According to European data, a CNG engine significantly reduces emissions compared to a diesel engine on a heavy truck in a combined cycle (“highway passing through small cities”):
… nitrogen oxides with 122 to 38 g / 100 km;
… CO2 from 93 to 82 kg / 100 km;
… substantially (almost up to 0) reduces soot emissions.
Thus, the main environmental effect is to reduce exhaust smoke and reduce greenhouse CO2 emissions by 10-12%.

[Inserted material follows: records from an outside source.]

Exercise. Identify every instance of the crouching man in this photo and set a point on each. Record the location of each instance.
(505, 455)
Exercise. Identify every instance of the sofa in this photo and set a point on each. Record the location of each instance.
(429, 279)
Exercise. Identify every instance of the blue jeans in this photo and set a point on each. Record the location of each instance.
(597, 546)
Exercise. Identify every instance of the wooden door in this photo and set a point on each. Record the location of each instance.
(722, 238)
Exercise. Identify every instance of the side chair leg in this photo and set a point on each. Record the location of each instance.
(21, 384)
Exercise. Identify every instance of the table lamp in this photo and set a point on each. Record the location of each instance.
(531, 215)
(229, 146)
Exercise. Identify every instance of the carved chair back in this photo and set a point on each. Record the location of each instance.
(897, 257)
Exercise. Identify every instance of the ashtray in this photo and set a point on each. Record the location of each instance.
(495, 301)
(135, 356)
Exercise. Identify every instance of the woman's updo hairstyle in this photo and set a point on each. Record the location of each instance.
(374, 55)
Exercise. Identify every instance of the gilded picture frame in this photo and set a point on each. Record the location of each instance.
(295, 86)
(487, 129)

It is important to note here that the use of LNG is associated with minor but important emissions of natural gas (methane), which itself is a greenhouse agent, about 25 times stronger than CO2. These emissions are due to bleeds from the fuel system and incomplete combustion of methane, and (see 3.1) there are also emissions from filling stations. The higher greenhouse activity of methane leads to the fact that a small amount of natural gas emissions can negate the effect of reducing CO2 emissions. Different engine designs have different methane emissions. Emissions of 10 kg of CO2 are equivalent to the emission of 400 g of methane per 100 km, or, in terms of fuel consumption, losses of 13 g per 1 kg of LNG (1.3%). Thus, it becomes extremely important to ensure the correct distribution, storage and refueling of LNG, so that the losses “from the LNG plant to the exhaust pipe” do not exceed this value.